Bloomberg bows out of presidential contest but his money will stay

Bloomberg bows out of presidential contest but his money will stay

WASHINGTON--After a not-so-Super Tuesday, Michael Bloomberg is out of the presidential nomination contest. But the power of his $60 billion fortune is staying in.
  Bloomberg on Wednesday switched from being a candidate to being a powerful backer of former Vice President Joe Biden, who dominated March 3 Super Tuesday voting in the race to challenge President Donald Trump in the Nov. 3 election.

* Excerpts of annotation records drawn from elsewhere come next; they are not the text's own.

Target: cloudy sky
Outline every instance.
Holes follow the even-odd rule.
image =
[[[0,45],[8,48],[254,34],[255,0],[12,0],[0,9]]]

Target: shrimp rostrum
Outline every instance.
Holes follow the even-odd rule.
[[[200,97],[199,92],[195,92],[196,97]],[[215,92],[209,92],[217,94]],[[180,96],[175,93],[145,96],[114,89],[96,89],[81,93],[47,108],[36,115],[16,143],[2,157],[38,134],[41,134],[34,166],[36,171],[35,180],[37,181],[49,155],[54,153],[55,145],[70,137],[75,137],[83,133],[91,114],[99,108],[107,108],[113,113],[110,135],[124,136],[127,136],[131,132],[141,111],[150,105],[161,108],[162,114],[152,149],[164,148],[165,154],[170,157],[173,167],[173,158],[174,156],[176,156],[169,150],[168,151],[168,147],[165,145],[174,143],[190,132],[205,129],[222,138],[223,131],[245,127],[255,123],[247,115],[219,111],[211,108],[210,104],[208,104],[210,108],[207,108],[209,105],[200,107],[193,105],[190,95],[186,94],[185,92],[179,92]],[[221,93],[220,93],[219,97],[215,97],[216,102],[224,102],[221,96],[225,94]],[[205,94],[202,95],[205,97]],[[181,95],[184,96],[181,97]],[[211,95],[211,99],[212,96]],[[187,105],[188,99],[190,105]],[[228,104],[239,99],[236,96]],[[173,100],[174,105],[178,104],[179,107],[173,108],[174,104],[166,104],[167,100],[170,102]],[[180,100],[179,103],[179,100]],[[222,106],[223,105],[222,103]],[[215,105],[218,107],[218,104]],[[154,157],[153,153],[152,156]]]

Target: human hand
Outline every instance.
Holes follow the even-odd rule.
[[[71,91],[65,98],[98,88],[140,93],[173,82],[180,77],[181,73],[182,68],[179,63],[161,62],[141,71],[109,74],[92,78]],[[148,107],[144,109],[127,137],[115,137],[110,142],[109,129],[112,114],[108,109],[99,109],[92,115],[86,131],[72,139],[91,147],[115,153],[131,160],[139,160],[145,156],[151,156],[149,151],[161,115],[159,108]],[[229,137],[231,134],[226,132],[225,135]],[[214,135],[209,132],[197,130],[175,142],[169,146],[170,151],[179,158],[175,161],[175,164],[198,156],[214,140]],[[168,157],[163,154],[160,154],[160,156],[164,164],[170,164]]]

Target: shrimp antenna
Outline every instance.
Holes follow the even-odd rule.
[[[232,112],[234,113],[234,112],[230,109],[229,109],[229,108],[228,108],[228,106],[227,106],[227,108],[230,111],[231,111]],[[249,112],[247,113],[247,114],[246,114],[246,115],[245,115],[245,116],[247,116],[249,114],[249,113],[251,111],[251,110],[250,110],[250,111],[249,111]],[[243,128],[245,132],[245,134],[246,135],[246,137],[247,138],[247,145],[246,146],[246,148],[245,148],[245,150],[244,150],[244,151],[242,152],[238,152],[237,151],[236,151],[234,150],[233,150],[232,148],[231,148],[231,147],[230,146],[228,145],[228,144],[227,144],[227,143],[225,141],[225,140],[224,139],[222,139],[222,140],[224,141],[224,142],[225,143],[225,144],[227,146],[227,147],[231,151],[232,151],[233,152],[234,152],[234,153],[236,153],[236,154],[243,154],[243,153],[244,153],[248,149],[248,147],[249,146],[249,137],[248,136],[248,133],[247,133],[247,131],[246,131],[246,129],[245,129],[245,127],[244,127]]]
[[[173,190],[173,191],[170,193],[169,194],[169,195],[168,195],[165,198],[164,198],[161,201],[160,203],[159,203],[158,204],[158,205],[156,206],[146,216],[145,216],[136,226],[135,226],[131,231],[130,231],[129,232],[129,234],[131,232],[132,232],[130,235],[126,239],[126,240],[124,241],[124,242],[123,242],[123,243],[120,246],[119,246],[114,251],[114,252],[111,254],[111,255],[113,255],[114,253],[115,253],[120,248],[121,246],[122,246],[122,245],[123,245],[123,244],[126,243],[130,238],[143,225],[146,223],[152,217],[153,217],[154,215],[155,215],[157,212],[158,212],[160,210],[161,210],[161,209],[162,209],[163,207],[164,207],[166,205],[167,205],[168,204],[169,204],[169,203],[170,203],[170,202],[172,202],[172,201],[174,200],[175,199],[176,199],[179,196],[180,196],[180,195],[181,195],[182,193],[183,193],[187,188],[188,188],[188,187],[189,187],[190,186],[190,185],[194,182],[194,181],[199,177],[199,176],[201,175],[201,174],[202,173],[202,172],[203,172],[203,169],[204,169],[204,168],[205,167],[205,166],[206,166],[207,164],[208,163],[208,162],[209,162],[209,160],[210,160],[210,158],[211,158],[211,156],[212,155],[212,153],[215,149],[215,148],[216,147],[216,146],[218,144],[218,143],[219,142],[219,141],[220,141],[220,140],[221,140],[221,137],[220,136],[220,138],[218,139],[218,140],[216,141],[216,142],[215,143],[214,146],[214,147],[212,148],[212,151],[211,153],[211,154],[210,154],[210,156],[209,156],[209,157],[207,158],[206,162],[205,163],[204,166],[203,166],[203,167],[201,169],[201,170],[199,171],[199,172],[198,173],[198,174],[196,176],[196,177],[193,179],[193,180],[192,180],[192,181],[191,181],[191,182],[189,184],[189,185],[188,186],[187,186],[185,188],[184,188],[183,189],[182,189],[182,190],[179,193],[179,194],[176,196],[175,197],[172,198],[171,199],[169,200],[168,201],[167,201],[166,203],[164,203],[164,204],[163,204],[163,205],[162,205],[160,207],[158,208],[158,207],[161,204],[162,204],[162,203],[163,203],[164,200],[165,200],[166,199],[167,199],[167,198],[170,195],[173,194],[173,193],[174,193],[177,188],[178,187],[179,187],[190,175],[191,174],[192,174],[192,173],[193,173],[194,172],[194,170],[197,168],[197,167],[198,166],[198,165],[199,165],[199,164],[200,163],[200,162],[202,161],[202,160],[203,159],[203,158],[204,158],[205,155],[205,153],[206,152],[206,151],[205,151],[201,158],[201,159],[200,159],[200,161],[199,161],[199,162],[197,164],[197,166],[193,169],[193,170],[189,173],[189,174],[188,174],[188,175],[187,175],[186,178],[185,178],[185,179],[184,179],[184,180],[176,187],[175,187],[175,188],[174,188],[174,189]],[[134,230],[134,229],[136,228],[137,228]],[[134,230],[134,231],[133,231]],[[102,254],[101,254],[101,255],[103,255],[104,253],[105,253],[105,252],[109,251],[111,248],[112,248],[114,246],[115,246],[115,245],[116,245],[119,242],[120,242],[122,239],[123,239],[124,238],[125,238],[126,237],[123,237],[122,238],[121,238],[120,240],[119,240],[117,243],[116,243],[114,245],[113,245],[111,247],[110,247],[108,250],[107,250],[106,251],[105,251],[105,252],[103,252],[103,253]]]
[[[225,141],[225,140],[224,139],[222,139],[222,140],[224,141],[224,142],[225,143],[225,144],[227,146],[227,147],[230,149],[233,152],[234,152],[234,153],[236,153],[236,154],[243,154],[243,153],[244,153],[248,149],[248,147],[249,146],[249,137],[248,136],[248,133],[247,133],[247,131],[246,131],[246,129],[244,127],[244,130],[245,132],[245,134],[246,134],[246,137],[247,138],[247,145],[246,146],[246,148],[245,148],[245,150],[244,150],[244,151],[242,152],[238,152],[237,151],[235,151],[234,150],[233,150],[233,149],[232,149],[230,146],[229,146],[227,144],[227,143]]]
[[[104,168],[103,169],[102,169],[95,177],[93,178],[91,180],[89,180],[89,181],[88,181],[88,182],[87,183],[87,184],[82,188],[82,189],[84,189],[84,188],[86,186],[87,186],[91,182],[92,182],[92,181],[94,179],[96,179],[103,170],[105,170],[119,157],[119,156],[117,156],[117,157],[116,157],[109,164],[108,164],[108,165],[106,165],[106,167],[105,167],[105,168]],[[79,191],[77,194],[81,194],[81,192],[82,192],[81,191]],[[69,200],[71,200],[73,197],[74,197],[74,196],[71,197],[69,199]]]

  Bloomberg, the 78-year-old former mayor of New York and one of America's richest people, performed poorly at Tuesday's polls, winning only the U.S. territory of American Samoa despite spending more than $500 million in an unprecedented ad blitz. In announcing he was ending his presidential run, he also endorsed Biden, who like Bloomberg is a moderate and is now the leading contender to take on the self-described democratic socialist, U.S. Senator Bernie Sanders, for the Democratic Party nomination.
  "I will work to make him the next president of the United States," Bloomberg said of Biden in a statement.
  It was not immediately clear how Bloomberg would support Biden. When asked what the support will look like, an official in Bloomberg's former campaign pointed to his past pledge to keep campaign infrastructure in place through November to help Democrats defeat Trump.
  Bloomberg addressed a crowd of supporters in New York, thanking his staff for their efforts but providing no details on how he would spend his money. Biden's deputy campaign manager Kate Bedingfield said it wasn't clear how Biden's campaign will work with Bloomberg. "All of those details are still to be worked out," she said on a call with reporters.
  Bloomberg had used advertising as part of his novel electoral strategy, in which he skipped the four early-voting states and instead focused on the 14-state Super Tuesday contest. His ad campaign on Facebook, costing him about $63 million, appeared to go dark on Wednesday. No ads were listed as active on the social media platform's political ad library.
  Biden, 77, the former vice president, accomplished his Super Tuesday goal of muscling Bloomberg aside and consolidating support of moderates to turn the race into a one-on-one contest against Sanders.
  Since entering the race on Nov. 24, Bloomberg spent freely from the fortune he built on his eponymous financial information company on an ad campaign that vaulted him into the top tier of the Democratic field. He showed what an avalanche of cash could and could not do.
  After Bloomberg blanketed the airwaves with promises that he could defeat the Republican Trump in November, his support among Democrats and independents in public opinion polls rose to around 15% from about 5% when he entered. He hired thousands of staff and mounted a vigorous national tour focused on the 14 states that voted on Super Tuesday.
  But he failed to win much more than 15% of the vote in any state on Tuesday. With counting still under way, Bloomberg's vote tallies were enough to pick up some delegates to the party's July convention - in Arkansas, California, Colorado, Tennessee, Texas and Utah.